Quello che salta all’occhio è che questa città sta correndo, è profondamente cambiata rispetto a 2 anni fa, quando l’ho vista per la prima volta, ma non tutti riescono a tenere il passo... Alberghi “importanti” come Hilton, Intercontinental, Serena e altri sono il segno che questa città è viva. Numerosi i ristoranti, di ogni cucina desiderata, che durante la giornata sono affollati dai più benestanti, oltre che dai turisti. Ovviamente tutto questo sta portando ad un drastico aumento del prezzo della vita, e per chi non ha lavoro, o lavora sottopagato, questo progresso diventa automaticamente un “regresso”. La benzina, ad esempio, che qui costa meno di 1€, potrebbe sembrare molto economica per i nostri standard, e lo è per tutta quella classe borghese che si sta facendo largo a spallate, ma resta carissima per la stragrande fetta della popolazione, che ha salari intorno ai 3-400 euro al mese, e che quindi non può permettersi una macchina. Nonostante questo, come vi ho detto, le strade sono invase da mezzi di ogni genere, e la disciplina alla guida non è eccezionale.

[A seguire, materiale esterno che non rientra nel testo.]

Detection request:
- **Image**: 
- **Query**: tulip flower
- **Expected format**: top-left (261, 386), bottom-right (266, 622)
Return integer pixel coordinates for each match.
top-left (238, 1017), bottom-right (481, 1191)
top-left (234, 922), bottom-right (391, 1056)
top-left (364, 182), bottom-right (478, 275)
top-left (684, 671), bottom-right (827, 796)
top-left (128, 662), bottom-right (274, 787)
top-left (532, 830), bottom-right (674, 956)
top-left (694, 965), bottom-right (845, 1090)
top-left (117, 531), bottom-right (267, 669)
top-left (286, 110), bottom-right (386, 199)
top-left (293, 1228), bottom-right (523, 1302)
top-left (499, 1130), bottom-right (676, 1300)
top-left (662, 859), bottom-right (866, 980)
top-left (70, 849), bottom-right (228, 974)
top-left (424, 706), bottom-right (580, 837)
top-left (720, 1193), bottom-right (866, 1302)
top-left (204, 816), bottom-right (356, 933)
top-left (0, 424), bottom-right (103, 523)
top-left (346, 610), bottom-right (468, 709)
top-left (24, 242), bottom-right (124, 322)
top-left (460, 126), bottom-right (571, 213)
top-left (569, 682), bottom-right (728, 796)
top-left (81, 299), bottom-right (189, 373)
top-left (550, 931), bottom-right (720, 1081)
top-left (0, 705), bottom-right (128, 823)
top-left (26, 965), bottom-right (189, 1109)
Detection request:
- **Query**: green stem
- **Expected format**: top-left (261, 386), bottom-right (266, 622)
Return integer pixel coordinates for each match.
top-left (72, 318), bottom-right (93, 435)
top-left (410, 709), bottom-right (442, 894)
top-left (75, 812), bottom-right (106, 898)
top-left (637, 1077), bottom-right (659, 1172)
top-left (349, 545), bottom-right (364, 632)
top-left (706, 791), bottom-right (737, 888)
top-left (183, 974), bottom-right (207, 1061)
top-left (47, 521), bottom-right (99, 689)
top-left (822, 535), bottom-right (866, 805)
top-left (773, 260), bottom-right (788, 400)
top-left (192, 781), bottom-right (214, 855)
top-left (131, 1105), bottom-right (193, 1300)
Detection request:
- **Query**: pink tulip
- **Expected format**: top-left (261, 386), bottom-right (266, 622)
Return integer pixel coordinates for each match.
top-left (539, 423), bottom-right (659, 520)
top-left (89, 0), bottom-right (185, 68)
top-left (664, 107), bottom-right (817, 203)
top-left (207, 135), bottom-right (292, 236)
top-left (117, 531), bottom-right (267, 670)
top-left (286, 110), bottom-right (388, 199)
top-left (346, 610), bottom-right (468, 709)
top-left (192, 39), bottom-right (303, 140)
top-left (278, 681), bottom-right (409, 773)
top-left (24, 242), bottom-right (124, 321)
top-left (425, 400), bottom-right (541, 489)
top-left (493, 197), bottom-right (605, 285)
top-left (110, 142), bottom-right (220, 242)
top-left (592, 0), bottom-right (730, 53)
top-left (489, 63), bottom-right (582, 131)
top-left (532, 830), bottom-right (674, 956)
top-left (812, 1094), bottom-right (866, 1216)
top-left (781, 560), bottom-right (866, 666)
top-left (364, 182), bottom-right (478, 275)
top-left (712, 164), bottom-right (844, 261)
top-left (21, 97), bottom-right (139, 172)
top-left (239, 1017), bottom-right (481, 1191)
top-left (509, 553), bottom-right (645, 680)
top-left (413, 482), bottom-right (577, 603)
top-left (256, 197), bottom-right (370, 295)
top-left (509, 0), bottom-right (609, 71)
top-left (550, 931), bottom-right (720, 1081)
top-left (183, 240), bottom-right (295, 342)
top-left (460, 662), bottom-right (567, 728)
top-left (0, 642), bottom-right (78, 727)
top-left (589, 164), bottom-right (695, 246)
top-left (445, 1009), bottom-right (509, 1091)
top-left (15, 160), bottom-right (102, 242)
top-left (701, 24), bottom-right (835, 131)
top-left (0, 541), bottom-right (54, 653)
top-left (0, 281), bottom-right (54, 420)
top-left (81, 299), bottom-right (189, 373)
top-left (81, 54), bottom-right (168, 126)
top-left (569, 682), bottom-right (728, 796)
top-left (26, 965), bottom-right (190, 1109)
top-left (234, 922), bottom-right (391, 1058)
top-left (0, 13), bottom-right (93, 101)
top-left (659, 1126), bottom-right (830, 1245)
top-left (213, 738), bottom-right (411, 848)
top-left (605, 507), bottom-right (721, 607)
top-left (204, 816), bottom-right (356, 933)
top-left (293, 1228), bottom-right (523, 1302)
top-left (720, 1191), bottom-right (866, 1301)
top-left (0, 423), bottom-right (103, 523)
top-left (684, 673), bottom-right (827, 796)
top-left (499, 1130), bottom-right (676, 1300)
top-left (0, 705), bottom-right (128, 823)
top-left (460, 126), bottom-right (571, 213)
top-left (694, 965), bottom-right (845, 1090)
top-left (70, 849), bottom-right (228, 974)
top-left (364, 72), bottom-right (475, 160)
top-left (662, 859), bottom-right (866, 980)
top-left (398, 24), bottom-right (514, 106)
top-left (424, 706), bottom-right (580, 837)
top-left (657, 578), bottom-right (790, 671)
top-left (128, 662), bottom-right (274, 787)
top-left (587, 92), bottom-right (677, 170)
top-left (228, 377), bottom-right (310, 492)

Entrando nei supermercati, poi, si capisce che l’occidente non è più così lontano... sugli scaffali sono presenti i prodotti dei principali nostri marchi (ho trovato anche la Nutella) ma i costi sono decisamente superiori ai nostri, mentre i prodotti locali sono sicuramente a basso costo...
In definitiva il Kenya è un paese ricco pieno di poveri o un paese povero con un pò di ricchi? Ancora non l’ho ben capito, sono più propenso per la prima, qui la ricchezza esiste davvero, ed è principalmente degli indiani, degli imprenditori occidentali e della classe politica, che, un pò come da noi, non si concentra molto sui bisogni della stragrande parte del popolo. E qui il popolo non conosce il significato di parole come “sciopero” o “ribellione”, a causa della loro formazione radicata nel tempo e frutto del colonialismo britannico. Ma se un giorno si dovessero svegliare...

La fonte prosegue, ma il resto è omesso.